One of the planks about infrastructure spending, due originally to Barack Obama, will help the economy in both the short and the long run; the rest involve immense long-term direct costs and opportunity costs.
If the president-elect starts trade wars, as he has repeatedly threatened, the U.S. economy, now growing, will suffer a near-immediate loss of jobs and growth.
The suffering will be mostly concentrated on the lower-paid part of the labor force, the part less protected from shocks and slower to be re-hired.
If a new recession arrives, the differences between the lives of residents of poorer states and richer states will continue to widen, leaving the poorer with even fewer opportunities to advance, with worse health outcomes and even with shorter life expectancy.
The differences have direct economic causes.
Richer states have higher state tax rates, and they invest their tax money in the physical and social capital that allows them to prosper.
If House Speaker Paul Ryan’s budget and tax plan go into effect, we will finally, and for the first time, have a deficit large enough to worry about.
If this is used as a pretense to cut funds to research, to cut the laws and regulatory framework that aim, however imperfectly, to deliver markets that work, corporate liability, equal protection under the law and a liveable environment, then the U.S. could lose decades worth of growth and prosperity.
If used as a pretense to cut Social Security, then deep and wrenching poverty may re-emerge among the elderly.
If Ryan does not block the new president’s physical infrastructure spending, some version of Obama’s plans may finally come to pass.
Infrastructure spending pays for itself many times over in the long term, and often in the short term.
If the new vice president’s previously legislated positions on reproductive health are even partially enacted at the federal level, lower-income women will, on average, have less access to health care, to contraception and to on-the-job support for raising a family.
The personal costs are immense and long-lasting. The cost to society is everything that the drive and ambition of such women has generated during the past generations.
If the president-elect’s immigration policies go into effect, we will lose some part of the flow of immigrant ambitions, talents and entrepreneurial drive that has created jobs and wealth, as well as knowledge, science, medicines and technologies.
If the current unified willingness to endlessly repeat falsehoods continues, soluble economic problems will continue, costing us now and for generations to come.
If one starts from the position that factory jobs have been lost to China rather than to automation, one starts a trade war rather than helping businesses create new domestic industries and jobs.

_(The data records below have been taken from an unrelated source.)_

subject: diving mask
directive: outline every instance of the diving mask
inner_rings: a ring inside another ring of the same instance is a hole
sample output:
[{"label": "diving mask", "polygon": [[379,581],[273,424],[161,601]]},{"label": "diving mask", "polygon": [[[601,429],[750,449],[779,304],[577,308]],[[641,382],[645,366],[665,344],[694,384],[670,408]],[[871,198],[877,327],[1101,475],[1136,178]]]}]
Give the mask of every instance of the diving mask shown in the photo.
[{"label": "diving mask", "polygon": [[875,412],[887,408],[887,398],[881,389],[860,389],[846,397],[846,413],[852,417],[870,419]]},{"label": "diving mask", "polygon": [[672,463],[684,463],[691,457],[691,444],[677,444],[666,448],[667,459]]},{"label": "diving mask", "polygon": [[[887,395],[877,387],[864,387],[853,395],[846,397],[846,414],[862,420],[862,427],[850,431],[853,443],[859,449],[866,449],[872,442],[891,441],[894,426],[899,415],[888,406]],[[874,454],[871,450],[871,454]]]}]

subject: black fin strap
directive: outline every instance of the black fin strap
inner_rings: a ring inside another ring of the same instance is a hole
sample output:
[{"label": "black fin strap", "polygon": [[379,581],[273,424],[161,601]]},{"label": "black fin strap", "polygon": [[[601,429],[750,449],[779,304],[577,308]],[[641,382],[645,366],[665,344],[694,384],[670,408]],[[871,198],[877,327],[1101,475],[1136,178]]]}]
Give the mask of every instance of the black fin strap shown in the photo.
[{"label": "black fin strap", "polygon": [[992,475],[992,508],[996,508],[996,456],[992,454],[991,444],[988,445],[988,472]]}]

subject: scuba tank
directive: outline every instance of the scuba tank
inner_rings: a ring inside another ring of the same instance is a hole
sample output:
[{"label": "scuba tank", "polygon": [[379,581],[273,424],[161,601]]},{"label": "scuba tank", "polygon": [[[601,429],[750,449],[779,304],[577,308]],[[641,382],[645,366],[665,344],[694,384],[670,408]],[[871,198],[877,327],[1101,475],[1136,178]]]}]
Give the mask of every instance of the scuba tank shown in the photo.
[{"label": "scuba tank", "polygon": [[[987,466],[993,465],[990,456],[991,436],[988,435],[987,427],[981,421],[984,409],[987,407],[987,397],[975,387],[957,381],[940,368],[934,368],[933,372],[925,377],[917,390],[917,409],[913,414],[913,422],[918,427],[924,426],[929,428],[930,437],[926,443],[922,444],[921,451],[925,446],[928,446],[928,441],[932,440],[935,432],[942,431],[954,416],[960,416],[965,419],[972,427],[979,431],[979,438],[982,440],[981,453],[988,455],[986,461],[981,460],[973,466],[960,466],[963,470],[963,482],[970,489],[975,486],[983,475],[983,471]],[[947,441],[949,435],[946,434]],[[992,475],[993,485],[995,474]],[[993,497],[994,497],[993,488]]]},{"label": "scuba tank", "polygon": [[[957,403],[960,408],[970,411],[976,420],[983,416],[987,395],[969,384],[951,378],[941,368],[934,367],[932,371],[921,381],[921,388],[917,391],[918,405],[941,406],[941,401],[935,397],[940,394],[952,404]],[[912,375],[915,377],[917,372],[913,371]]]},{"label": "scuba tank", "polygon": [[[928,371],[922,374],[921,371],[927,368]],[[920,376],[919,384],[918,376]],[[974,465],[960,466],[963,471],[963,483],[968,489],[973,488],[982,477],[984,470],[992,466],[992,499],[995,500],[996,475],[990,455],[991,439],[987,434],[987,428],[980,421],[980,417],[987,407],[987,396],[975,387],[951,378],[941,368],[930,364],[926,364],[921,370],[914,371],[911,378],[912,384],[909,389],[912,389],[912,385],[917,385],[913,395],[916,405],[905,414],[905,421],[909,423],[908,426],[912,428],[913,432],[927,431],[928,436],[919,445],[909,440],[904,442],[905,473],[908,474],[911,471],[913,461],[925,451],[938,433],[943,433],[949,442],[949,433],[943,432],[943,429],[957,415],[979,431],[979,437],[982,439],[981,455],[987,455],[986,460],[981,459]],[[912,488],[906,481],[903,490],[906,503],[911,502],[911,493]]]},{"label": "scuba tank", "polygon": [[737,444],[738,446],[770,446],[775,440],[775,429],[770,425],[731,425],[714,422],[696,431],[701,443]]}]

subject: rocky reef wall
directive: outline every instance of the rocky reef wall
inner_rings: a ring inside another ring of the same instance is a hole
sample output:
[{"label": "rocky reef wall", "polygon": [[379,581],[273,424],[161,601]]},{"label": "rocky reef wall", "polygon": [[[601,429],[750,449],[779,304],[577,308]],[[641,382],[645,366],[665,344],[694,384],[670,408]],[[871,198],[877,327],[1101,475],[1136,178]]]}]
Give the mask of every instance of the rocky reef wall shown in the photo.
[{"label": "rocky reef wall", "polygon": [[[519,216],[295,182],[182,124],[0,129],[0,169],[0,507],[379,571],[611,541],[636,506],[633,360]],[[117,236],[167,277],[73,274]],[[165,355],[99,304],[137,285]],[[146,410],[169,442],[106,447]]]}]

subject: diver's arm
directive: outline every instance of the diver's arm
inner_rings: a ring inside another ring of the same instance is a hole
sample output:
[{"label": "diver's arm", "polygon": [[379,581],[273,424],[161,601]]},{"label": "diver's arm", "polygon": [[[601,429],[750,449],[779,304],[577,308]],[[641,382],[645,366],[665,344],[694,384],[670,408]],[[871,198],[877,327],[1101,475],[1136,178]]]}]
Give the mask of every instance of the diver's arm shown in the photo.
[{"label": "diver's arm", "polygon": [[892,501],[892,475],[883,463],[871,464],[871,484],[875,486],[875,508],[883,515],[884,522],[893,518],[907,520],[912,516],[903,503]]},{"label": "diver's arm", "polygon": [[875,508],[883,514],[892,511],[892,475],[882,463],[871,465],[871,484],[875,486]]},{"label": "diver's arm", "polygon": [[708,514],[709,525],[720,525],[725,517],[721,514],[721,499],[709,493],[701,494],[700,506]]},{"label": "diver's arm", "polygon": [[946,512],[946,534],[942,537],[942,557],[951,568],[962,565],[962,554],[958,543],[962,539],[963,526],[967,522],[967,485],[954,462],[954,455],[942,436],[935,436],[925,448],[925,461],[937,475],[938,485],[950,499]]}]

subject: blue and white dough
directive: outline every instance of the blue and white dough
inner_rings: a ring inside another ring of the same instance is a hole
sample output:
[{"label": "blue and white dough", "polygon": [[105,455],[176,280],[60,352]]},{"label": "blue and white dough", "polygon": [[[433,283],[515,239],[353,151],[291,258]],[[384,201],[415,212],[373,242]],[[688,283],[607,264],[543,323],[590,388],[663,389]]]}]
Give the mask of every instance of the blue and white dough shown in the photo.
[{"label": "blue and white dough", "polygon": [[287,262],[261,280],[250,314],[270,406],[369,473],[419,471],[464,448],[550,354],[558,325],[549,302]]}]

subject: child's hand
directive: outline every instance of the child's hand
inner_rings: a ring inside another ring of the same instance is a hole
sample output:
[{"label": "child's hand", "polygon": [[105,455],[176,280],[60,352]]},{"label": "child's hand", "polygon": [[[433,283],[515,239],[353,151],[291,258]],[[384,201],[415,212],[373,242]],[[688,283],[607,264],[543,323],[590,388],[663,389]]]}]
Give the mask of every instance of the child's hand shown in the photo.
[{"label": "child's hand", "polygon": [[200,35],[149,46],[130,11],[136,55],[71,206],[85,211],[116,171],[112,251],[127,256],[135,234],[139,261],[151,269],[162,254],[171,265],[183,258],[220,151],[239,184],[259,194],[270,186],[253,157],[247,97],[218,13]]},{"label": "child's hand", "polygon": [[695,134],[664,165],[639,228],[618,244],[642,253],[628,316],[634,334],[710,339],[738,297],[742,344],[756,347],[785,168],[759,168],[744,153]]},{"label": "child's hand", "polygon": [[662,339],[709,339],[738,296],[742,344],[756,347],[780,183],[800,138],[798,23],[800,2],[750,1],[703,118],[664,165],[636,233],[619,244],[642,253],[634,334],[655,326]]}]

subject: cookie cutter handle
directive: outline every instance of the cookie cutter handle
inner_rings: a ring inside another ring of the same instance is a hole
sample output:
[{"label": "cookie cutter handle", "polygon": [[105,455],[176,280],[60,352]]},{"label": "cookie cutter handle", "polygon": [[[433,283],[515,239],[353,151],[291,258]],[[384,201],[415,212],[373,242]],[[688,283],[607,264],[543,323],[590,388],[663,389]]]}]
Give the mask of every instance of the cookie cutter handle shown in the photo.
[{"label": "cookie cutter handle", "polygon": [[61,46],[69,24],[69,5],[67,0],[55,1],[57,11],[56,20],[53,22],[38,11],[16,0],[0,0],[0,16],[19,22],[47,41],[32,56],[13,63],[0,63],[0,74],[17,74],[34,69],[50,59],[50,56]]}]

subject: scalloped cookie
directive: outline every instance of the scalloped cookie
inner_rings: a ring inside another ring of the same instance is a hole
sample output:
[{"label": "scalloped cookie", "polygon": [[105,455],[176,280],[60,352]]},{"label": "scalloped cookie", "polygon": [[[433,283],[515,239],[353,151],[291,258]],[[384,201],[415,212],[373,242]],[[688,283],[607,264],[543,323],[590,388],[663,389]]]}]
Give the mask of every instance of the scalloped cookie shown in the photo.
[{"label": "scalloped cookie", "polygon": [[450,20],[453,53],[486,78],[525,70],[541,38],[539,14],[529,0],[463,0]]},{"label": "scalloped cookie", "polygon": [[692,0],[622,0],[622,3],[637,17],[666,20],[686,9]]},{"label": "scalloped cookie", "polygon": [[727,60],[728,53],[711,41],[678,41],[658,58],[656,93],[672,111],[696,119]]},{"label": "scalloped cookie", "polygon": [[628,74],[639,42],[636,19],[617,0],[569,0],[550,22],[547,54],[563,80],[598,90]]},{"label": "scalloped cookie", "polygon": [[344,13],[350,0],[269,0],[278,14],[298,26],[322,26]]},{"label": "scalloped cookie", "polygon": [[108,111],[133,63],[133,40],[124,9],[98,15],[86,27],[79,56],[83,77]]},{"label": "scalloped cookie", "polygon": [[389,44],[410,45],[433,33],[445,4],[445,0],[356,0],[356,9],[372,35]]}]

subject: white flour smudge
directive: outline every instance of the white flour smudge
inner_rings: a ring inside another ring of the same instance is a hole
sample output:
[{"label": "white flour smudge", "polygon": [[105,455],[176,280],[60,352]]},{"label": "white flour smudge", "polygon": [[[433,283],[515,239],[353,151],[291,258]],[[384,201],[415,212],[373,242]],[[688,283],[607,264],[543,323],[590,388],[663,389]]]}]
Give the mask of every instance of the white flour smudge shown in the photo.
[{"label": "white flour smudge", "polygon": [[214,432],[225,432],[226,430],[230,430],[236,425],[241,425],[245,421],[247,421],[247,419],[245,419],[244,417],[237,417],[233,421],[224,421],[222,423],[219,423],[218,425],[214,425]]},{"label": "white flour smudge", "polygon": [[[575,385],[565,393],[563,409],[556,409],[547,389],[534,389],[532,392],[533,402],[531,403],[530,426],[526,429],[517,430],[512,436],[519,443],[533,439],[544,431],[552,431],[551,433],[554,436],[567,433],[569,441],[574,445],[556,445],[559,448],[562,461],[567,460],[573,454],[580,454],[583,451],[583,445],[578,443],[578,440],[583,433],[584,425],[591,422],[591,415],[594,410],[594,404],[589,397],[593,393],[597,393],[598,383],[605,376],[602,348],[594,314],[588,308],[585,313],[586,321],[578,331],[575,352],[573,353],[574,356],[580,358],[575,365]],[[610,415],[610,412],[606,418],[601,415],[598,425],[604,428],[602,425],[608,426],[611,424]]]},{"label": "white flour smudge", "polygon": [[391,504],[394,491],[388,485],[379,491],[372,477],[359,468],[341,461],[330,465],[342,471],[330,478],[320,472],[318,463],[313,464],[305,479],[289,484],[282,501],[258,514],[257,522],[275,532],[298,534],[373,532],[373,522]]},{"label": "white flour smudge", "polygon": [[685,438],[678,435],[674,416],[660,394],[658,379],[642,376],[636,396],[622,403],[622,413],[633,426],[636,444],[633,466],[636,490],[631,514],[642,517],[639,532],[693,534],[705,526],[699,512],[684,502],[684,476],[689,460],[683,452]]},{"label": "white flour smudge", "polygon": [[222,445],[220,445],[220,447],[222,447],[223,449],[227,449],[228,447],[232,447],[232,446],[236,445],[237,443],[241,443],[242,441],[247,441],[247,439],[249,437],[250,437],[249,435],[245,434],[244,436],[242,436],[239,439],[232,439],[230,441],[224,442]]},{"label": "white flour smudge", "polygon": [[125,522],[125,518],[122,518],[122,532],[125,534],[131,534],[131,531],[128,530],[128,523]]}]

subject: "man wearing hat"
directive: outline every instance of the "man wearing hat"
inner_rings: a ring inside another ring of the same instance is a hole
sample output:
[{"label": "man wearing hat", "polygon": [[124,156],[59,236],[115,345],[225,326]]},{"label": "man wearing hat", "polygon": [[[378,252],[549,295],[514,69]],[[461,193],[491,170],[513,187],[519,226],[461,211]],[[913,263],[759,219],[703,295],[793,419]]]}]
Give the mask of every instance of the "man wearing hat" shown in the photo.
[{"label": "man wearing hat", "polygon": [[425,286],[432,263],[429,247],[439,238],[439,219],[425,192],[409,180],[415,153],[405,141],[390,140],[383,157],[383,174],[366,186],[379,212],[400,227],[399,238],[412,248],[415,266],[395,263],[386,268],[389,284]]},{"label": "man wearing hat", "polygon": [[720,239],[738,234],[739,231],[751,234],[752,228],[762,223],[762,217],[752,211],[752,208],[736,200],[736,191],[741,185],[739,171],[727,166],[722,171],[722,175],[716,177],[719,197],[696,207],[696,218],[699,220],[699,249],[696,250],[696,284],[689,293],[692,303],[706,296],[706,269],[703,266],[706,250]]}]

If one starts from the position that climate change is not real, one thwarts clean energy industries in favor of possible planetary disaster.
If one starts from the position that the Affordable Care Act is bankrupting Medicare rather than making it more viable, one repeals it rather than reforms it.
If one starts from the position that poor white folks are held back by anti-racism policies rather than by structural problems in the economy, one tries to suppress minority voting rights rather than looking for structural solutions.
We need a different direction.
Maxwell Benjamin Stinchcombe is a professor of economics at The University of Texas at Austin.